Telegiornaliste anno XV N. 35 (617) del 18 dicembre 2019
Luca Colantoni, tra passato e futuro
di
Silvia Roberto
Intervistiamo nuovamente
Luca
Colantoni, giornalista di
Euronews, canale televisivo con sede a Lione: una
carriera cominciata nei giornali locali, proseguita poi in
agenzie di valore come Italpress, Press Association,
Datasport fino ad arrivare a collaborare con News Mediaset,
Sportitalia, Il Tempo e Gazzetta.it.
Da dove nasce la sua passione per il giornalismo?
«Sembra strano, ma da sempre: da bambino, mi raccontano i
miei, ero tranquillo solo quando stavo davanti alla tv che
trasmetteva il Telegiornale. Sguardo fisso sullo schermo. E
quella cosa mi è rimasta dentro: a scuola, alla domanda
della maestra su "cosa vuoi fare da grande" io rispondevo
sempre "il giornalista"».
Il suo percorso giornalistico comincia nei giornali
locali e nelle radio private. Ci vuole parlare del suo
esordio?
«Ho iniziato in un giornale locale,
La Gazzetta della
Capitale, e l'esordio è stato subito "col botto":
consiglio circoscrizionale con la classica bagarre in aula e
mezza rissa. Ho pensato: bene, il buongiorno si vede dal
mattino! Poi, una volta preso il famoso tesserino, mi sono
avvicinato alle radio locali e anche lì secondo esordio
particolare: avrei dovuto sostituire un collega che seguiva
la
A.S. Roma; da un giorno, sono diventati dieci
anni al seguito della squadra, ovunque, in casa e in
trasferta».
Ha lavorato per tanti anni nel mondo del calcio, al
seguito della A.S. Roma fino alla chiamata a
Sportitalia: qui ha potuto distinguersi anche per le sue
doti da cronista e per aver vissuto da vicino lo scandalo
Calciopoli; un periodo difficile per i giornalisti sportivi.

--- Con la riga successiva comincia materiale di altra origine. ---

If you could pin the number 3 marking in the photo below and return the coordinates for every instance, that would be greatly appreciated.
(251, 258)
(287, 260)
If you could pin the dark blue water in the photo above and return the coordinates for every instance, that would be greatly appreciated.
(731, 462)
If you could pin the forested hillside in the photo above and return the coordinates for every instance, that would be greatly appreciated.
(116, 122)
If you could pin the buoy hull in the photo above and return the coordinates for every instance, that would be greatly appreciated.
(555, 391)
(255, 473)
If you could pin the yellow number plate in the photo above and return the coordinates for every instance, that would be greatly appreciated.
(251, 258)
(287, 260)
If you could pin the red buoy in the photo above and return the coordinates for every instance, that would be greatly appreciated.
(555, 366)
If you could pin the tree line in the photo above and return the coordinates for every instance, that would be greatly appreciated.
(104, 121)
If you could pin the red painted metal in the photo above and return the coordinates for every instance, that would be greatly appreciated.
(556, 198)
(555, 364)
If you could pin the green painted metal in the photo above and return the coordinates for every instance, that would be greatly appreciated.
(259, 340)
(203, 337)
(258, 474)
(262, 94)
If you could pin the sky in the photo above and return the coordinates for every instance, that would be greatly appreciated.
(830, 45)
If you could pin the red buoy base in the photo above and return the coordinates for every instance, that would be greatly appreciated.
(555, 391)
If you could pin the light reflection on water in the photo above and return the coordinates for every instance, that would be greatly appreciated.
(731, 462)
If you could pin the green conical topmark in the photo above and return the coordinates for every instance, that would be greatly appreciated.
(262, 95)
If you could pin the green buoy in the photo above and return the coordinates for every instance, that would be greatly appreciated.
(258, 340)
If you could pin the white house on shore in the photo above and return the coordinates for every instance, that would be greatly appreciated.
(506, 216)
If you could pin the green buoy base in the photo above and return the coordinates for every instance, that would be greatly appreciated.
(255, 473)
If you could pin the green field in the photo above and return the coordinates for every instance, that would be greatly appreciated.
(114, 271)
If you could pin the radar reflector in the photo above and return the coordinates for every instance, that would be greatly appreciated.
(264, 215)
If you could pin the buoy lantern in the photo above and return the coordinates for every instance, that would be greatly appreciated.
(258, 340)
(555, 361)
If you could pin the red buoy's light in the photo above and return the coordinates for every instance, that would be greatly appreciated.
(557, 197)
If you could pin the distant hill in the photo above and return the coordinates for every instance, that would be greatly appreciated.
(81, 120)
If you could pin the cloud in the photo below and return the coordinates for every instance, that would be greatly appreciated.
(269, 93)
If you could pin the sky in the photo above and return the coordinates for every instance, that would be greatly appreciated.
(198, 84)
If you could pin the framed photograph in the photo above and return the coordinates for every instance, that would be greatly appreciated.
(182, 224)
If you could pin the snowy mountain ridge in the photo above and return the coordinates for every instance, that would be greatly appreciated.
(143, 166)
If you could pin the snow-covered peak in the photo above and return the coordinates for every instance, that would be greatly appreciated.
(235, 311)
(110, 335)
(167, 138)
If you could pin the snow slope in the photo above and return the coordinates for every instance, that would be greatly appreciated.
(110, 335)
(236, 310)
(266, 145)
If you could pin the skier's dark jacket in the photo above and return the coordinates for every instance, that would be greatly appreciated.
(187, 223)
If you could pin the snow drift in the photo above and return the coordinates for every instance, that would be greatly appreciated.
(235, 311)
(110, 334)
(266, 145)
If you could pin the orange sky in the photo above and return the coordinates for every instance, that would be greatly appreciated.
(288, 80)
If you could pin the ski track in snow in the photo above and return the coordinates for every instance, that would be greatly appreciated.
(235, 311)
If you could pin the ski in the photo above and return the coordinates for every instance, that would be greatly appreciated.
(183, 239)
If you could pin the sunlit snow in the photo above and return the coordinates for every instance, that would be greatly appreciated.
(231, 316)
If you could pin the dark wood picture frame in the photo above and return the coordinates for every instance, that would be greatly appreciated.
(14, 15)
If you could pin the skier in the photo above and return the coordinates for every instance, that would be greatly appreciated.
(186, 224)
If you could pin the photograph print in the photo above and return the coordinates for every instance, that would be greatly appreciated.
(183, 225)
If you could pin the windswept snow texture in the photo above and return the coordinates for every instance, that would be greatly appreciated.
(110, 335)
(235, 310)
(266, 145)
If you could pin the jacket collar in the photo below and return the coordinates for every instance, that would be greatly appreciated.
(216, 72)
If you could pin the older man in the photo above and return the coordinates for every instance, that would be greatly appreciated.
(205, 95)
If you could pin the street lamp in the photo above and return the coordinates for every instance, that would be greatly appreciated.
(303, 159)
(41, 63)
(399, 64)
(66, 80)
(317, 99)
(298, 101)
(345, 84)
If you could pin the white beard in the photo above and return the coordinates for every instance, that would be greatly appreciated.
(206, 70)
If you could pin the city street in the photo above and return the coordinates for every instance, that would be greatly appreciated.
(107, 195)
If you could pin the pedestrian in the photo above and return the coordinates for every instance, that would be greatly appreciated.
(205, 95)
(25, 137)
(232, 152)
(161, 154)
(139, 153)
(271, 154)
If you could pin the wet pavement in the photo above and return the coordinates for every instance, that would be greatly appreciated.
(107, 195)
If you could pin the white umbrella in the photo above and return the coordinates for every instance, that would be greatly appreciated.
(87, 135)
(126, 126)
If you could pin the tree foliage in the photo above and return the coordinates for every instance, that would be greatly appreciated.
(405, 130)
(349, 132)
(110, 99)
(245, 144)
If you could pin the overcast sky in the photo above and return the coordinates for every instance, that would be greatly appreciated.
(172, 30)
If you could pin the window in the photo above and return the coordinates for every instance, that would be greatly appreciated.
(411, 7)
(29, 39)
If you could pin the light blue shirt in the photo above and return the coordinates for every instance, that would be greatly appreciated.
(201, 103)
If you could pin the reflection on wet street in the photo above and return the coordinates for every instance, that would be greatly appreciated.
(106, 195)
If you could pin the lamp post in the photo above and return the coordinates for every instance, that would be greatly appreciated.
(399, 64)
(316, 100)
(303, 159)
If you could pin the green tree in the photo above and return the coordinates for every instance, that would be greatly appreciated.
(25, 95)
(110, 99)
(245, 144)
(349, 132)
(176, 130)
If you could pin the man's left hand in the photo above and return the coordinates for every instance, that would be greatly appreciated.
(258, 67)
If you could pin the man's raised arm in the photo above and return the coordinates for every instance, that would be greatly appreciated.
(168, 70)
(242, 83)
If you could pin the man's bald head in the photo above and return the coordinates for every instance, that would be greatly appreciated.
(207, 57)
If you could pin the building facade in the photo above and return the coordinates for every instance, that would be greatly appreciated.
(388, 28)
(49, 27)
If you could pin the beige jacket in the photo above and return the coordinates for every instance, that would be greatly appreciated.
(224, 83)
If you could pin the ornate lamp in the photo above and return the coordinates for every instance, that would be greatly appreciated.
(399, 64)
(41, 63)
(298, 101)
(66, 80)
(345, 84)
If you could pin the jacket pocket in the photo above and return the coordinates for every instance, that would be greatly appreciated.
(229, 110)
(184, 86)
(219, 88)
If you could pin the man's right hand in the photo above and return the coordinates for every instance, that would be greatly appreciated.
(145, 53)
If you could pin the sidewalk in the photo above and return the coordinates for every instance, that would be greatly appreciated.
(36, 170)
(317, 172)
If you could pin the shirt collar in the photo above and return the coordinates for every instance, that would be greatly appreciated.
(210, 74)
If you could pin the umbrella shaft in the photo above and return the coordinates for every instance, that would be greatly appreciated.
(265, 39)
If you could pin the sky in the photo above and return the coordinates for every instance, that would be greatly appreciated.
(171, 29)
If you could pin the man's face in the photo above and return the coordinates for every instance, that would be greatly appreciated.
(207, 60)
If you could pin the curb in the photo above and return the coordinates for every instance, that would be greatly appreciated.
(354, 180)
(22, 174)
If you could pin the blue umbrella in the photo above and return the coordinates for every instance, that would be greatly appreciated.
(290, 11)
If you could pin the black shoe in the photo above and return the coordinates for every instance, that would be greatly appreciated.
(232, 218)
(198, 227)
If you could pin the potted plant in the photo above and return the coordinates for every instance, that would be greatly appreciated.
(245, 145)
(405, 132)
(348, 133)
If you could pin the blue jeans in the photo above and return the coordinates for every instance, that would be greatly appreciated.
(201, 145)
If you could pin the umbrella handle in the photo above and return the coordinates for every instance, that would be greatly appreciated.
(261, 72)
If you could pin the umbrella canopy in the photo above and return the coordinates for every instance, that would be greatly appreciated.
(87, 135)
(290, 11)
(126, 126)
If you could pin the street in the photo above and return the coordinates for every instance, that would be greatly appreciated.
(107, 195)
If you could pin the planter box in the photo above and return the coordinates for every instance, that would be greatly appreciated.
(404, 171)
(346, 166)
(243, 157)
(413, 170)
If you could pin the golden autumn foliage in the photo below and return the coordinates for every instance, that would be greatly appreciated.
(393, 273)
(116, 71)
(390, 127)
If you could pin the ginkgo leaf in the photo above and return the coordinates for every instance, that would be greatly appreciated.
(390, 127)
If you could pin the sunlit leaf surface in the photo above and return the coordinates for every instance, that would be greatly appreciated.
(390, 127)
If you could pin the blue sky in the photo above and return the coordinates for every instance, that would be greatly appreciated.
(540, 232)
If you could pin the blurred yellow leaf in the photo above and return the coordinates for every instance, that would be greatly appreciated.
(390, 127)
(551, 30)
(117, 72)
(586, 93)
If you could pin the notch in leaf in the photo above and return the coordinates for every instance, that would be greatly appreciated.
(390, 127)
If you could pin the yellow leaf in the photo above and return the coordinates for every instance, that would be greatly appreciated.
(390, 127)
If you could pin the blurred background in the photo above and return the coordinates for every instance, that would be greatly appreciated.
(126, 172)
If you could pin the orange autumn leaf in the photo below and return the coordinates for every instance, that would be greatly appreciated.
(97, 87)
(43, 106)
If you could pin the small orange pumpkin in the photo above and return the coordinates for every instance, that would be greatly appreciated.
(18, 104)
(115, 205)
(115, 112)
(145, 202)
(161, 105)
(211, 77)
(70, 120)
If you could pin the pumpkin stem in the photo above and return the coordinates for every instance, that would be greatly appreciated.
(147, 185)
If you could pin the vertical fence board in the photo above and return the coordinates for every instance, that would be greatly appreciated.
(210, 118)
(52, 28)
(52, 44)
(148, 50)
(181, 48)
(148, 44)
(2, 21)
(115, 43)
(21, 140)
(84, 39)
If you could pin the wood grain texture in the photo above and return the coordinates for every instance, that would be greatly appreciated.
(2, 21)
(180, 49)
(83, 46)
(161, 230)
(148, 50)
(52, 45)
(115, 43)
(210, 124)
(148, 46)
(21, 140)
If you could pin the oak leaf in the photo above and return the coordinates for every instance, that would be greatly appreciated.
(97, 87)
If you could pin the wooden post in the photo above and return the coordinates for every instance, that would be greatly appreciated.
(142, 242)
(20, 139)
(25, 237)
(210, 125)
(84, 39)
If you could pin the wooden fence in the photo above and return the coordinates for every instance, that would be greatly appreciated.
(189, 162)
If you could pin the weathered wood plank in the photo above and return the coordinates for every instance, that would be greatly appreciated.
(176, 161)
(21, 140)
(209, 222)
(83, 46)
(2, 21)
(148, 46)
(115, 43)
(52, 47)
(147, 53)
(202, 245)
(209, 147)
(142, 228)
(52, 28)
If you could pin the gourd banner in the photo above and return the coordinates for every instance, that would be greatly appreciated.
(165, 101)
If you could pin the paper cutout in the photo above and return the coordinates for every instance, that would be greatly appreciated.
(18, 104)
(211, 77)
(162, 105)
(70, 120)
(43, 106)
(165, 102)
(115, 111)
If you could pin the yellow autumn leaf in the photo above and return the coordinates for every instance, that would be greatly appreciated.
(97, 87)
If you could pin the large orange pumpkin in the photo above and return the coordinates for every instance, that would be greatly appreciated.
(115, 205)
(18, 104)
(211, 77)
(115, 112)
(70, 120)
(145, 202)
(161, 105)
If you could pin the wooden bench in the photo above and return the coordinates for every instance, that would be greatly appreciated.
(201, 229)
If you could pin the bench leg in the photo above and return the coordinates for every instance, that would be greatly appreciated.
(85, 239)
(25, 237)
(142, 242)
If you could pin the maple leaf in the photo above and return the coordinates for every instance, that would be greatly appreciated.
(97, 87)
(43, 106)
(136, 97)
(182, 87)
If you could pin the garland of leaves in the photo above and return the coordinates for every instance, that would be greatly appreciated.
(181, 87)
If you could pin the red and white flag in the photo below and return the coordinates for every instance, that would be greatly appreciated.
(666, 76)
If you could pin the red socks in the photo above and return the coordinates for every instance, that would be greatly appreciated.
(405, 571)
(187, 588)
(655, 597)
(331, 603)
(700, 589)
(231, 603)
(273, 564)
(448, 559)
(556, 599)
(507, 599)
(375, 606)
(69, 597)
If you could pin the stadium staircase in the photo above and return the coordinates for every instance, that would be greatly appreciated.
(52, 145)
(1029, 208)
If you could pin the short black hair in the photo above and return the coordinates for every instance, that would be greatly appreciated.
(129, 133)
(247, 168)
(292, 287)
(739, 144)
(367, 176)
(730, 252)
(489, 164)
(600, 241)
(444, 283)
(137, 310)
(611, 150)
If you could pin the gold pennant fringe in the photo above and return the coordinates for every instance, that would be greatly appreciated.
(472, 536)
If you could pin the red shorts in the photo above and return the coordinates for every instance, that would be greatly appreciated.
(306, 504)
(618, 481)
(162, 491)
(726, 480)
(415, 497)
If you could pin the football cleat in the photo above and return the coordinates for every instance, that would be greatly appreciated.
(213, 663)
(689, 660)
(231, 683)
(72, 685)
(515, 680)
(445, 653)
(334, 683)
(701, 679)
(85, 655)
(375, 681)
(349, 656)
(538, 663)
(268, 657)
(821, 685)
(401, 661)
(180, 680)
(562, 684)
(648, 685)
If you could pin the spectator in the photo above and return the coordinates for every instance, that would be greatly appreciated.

Quanto è stato faticoso fare giornalismo in quei momenti?
«A Sportitalia parliamo del terzo esordio, quello
televisivo. Calciopoli è stato un frullatore che girava a
mille. Il cronista in quei momenti deve stare attento a
tutto, anche ai più piccoli movimenti di una porta che si
apre. Poi ognuno ha i suoi "trucchetti" per sapere le cose,
le proprie fonti. È proprio facendo il cronista sul campo
che uno affina le tecniche per dare una notizia prima degli
altri».
Il suo cammino nel mondo del giornalismo l’ha vista
impegnata anche in agenzie di valore come Italpress, Press
Association, Datasport. E ancora la collaborazione con Il
Tempo, Tgcom e Gazzetta.it: un curriculum molto variegato
dove ha potuto approfondire e imparare i segreti del
mestiere in diversificati settori. Si sente soddisfatto di
tutto ciò che ha fatto?
«Mi soddisfa sicuramente il fatto di aver lavorato in più
settori. D'altronde (o ahimè) faccio parte della
Generazione X (quali nati tra il 1964 e il 1980) e
quindi sono passato, con disinvoltura e voglia di imparare,
dal dettare i pezzi al telefono ai dimafoni, a internet,
dalla cabina del telefono per fare i collegamenti al
cellulare, dal microfono a filo al radiomicrofono.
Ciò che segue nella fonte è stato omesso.